A Boolean value indicating whether tab-delimited files in subdirectories should be imported. If TRUE, then all files in the parent as well as the subdirectory are imported. If FALSE, then only files in the parent directory are imported.

Details

May import tab-delimited files containing antigen receptor sequencing from other sources (e.g. miTCR or miXCR) as long as the column names are the same as used by ImmunoSEQ files.

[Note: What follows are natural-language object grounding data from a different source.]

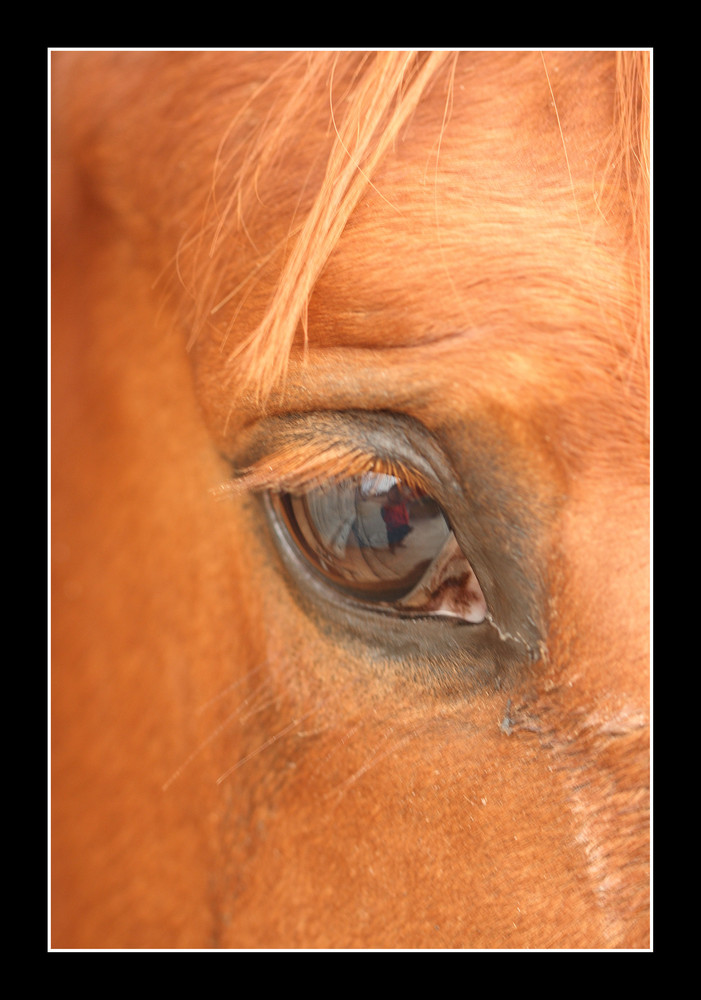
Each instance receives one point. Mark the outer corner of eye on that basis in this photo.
(384, 545)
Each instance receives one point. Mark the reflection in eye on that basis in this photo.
(384, 543)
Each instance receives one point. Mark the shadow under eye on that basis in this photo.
(384, 544)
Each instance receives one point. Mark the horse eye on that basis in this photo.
(379, 541)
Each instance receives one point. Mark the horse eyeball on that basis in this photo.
(380, 542)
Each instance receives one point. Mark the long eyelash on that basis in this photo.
(305, 466)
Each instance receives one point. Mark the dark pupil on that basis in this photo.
(372, 536)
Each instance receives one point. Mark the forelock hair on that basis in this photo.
(297, 160)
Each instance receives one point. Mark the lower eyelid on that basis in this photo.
(384, 545)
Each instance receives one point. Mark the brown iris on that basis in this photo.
(381, 541)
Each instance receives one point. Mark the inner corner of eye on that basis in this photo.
(386, 543)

Available column headings in ImmunoSEQ files are: "nucleotide", "aminoAcid", "count", "count (templates)", "count (reads)", "frequencyCount", "frequencyCount (%)", "cdr3Length", "vMaxResolved", "vFamilyName", "vGeneName", "vGeneAllele", "vFamilyTies", "vGeneNameTies", "vGeneAlleleTies", "dMaxResolved", "dFamilyName", "dGeneName", "dGeneAllele", "dFamilyTies", "dGeneNameTies", "dGeneAlleleTies", "jMaxResolved", "jFamilyName", "jGeneName", "jGeneAllele", "jFamilyTies", "jGeneNameTies", "jGeneAlleleTies", "vDeletion", "d5Deletion", "d3Deletion", "jDeletion", "n2Insertion", "n1Insertion", "vIndex", "n2Index", "dIndex", "n1Index", "jIndex", "estimatedNumberGenomes", "sequenceStatus", "cloneResolved", "vOrphon", "dOrphon", "jOrphon", "vFunction", "dFunction", "jFunction", "fractionNucleated".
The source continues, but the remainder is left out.